Statistics show Boswell has largely succeeded in maintaining his field-goal range late into the year. Over his career, he has made 85% of attempts in September, 91% in October, 90% in November, 84% in December and 90% in January.

In the past three seasons combined, Boswell has converted 29 of 33 attempts in December and January.

“If they’ve been highly productive, I’d be a knucklehead to change that,” Crossman said. “There’s going to be some things that are different, but his routine is not going to change.”

Boswell described Crossman as “very in-depth” and knowledgeable about strategy as the team began organized workouts last month. The 59-year-old Crossman is an experienced special teams coach with previous NFL stints in Miami, Buffalo, Detroit and Carolina.

“We just sat down and had a conversation,” Boswell said. “I feel like communication is key to anything. So I talked to him about why I do it, how I do it. How I feel a lot better toward the end of the season instead of gassing out. He’s very open to that.”

Still, for the first time since signing with the team in 2015, Boswell has a new position coach. Smith was in his third season with the Steelers when Boswell won a midseason tryout to become the team’s kicker. But Boswell largely downplayed any negative impact the coaching change might have on him as a kicker.

“It doesn’t change the ball. It doesn’t change the field. It doesn’t change my leg,” he said. “Everybody’s got different X’s and O’s. You learn to adjust to who calls what their way. But affecting my kicking, per se? I don’t see any issue with that at all.”

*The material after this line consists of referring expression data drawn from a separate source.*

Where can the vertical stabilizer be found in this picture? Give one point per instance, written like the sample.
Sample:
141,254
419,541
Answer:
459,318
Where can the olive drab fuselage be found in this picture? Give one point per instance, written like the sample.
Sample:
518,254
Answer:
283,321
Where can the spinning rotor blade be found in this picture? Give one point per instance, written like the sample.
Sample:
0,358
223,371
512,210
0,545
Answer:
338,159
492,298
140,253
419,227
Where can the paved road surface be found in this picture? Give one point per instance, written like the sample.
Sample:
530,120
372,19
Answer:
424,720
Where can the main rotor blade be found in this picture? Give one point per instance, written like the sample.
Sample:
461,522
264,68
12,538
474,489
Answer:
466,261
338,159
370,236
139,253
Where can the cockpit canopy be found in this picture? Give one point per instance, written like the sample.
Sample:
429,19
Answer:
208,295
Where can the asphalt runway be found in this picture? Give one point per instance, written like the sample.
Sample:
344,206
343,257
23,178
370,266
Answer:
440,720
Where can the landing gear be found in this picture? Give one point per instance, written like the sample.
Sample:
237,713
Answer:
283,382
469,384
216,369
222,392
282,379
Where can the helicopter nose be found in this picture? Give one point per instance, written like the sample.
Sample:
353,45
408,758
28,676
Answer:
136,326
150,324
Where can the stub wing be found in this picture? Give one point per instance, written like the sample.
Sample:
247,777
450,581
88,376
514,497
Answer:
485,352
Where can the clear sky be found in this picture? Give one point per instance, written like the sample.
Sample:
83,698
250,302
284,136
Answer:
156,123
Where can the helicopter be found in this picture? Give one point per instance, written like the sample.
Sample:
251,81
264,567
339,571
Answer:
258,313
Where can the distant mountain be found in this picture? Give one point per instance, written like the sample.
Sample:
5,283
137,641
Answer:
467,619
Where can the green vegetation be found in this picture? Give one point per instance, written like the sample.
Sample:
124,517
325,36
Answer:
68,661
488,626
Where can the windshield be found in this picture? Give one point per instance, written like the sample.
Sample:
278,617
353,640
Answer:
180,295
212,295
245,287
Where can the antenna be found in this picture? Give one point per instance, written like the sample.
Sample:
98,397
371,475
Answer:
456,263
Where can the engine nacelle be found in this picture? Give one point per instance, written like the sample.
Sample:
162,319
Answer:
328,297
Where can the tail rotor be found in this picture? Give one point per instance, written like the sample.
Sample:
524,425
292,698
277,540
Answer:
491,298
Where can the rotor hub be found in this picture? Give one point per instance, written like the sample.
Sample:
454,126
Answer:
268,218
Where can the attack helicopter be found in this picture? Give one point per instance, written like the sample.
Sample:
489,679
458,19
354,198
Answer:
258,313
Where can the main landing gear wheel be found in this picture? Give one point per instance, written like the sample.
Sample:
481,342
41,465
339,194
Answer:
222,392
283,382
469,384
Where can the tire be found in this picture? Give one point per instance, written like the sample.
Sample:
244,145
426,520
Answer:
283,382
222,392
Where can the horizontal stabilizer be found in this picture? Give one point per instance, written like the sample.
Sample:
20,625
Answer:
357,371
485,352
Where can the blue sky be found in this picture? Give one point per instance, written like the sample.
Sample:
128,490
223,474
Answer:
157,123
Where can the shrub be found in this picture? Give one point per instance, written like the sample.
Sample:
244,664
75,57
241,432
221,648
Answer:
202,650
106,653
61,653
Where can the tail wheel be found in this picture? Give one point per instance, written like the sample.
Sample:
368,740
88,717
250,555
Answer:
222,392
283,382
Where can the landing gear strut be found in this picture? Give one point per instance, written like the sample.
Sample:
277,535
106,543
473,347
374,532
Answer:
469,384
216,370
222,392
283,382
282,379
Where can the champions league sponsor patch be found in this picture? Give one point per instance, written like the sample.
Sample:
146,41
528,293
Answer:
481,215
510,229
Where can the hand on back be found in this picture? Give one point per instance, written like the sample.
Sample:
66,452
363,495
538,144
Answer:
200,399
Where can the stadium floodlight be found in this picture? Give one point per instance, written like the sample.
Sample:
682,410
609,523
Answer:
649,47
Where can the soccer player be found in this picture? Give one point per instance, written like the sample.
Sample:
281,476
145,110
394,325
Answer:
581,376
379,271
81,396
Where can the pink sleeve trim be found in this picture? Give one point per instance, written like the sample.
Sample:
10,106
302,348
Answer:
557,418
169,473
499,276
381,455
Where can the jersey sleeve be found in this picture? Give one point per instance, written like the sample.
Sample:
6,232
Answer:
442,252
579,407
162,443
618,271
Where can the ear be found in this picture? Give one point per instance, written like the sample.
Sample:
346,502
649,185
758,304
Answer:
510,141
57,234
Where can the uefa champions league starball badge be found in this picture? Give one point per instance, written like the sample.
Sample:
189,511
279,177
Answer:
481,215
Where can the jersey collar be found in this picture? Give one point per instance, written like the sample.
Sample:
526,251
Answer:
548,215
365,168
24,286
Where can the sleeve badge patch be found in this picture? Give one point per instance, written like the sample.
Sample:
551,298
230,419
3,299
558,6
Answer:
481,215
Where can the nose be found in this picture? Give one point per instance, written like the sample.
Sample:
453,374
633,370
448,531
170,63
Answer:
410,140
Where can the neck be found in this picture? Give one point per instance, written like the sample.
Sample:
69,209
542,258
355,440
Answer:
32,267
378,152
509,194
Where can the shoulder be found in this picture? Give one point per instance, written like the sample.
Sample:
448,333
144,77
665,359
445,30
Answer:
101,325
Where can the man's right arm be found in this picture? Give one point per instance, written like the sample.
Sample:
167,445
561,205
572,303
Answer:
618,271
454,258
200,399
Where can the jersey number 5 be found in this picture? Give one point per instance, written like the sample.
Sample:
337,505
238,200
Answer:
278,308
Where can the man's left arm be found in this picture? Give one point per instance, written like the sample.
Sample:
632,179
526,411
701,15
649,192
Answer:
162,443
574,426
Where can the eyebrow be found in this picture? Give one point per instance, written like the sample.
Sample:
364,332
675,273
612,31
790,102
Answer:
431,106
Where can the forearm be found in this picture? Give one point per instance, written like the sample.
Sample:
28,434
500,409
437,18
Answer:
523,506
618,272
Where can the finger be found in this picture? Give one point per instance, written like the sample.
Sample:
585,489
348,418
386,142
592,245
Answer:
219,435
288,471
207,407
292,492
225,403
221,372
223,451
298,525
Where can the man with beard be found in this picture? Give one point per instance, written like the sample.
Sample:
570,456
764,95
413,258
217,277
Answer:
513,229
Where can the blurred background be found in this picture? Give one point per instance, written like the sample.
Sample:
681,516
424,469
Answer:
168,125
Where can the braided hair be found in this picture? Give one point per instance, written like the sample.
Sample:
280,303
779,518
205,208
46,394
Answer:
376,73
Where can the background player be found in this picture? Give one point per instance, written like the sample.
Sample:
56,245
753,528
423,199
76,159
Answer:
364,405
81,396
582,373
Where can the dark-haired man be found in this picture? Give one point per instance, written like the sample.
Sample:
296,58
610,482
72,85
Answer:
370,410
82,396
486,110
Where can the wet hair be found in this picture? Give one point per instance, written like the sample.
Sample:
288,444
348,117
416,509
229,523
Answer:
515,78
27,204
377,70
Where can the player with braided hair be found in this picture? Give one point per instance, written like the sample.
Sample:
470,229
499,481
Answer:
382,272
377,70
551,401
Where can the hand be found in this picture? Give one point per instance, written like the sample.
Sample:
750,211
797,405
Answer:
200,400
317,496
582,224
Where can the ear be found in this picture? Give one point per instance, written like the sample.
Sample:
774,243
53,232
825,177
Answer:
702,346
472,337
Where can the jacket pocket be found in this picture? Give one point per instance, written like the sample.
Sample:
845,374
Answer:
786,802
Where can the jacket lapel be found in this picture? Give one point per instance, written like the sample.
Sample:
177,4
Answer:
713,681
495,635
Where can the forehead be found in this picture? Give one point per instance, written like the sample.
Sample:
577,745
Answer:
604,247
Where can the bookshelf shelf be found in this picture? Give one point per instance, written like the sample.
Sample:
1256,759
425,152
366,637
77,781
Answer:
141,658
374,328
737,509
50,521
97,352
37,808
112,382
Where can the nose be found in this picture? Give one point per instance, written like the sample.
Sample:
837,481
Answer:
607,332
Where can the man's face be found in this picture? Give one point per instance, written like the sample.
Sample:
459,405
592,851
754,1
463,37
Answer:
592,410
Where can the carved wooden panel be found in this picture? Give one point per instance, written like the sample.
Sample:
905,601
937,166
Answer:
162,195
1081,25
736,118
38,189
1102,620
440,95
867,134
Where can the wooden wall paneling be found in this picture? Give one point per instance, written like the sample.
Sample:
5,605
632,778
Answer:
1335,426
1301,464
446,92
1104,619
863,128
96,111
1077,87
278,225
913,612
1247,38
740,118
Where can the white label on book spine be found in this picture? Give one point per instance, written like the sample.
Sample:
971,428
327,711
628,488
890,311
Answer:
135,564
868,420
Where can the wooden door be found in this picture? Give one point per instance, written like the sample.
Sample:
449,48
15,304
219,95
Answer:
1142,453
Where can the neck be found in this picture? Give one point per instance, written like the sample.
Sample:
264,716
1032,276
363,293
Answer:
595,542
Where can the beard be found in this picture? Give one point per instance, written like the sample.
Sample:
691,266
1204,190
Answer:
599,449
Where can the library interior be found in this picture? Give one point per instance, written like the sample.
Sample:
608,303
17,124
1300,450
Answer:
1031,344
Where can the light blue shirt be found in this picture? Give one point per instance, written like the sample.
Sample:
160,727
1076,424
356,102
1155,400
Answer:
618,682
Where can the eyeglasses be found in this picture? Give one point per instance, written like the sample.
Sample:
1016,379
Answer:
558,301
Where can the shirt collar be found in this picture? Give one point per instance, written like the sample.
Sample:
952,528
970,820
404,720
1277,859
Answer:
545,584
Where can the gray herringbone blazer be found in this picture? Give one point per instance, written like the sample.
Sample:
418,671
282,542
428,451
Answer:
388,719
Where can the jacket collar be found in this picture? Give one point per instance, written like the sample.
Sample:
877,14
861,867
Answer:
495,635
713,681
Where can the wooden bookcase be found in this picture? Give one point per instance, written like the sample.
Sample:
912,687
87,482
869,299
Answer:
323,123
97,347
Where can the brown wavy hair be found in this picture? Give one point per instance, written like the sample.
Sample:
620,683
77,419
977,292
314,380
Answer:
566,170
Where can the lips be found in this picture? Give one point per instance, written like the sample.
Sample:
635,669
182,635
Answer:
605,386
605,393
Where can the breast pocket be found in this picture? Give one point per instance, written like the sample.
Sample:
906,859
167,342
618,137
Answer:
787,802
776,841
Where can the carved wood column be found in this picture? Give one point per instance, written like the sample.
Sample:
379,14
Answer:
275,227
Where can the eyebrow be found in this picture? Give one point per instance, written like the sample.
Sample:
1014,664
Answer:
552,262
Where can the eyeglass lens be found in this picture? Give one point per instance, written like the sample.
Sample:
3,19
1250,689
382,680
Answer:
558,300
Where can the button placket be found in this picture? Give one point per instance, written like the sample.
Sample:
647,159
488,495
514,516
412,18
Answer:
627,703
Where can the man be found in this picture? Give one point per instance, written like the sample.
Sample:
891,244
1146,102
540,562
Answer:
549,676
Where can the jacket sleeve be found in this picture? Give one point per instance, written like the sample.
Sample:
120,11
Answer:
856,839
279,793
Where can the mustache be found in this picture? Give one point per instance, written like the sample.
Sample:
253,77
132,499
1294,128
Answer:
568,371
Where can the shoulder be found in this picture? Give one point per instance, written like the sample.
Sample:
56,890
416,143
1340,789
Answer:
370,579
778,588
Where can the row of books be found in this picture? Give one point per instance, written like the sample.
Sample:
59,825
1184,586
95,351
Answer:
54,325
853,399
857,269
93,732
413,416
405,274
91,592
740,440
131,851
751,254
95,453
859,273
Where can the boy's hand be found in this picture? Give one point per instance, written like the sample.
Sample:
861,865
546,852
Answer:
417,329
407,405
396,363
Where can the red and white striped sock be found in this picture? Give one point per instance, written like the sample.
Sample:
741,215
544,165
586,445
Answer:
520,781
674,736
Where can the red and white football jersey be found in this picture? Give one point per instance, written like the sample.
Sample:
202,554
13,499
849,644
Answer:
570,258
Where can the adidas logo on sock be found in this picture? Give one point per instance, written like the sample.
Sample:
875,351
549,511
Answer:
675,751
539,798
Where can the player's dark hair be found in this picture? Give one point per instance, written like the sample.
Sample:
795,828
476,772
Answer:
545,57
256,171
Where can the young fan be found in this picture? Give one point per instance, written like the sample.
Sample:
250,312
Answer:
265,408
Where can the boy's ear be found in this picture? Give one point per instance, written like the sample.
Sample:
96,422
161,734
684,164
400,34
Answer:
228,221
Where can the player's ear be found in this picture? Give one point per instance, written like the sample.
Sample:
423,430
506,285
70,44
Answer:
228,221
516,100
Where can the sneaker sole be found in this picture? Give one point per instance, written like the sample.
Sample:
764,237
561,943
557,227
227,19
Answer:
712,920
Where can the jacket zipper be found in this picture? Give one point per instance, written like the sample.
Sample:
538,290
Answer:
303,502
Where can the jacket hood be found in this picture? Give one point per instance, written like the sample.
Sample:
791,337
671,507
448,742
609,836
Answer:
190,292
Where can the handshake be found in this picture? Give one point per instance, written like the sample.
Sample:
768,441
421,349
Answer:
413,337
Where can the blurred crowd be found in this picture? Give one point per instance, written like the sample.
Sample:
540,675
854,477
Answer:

Boswell ranks as the sixth-most accurate kicker in history having made 87.7% of field-goal attempts, but his knack for making long ones sets him apart. His 82.5% success rate from 50 yards or more ranks best all-time among kickers with at least 60 attempts from that distance.

He converted career longs from 59 yards in 2020 and ’22 before breaking his franchise record in Week 1 last season. His 60-yarder with 1 minute, 6 seconds remaining lifted the Steelers to a 34-32 win over the Jets at MetLife Stadium.

The team rewarded him this offseason with a four-year, $28 million extension that locked him in through 2030.

Boswell is merely in his mid-30s but already among the league’s older kickers. Of those who made at least one field goal last season, only three were older than Boswell.

But retirement is far from his mind.

“Whenever I decide to hang it up, it’s when I hang it up,” he said. “I’m not giving it a (specific) year. I’m not giving it a set number of years or anything. Just whenever that time comes, it comes. And I’ll be kicking until then.”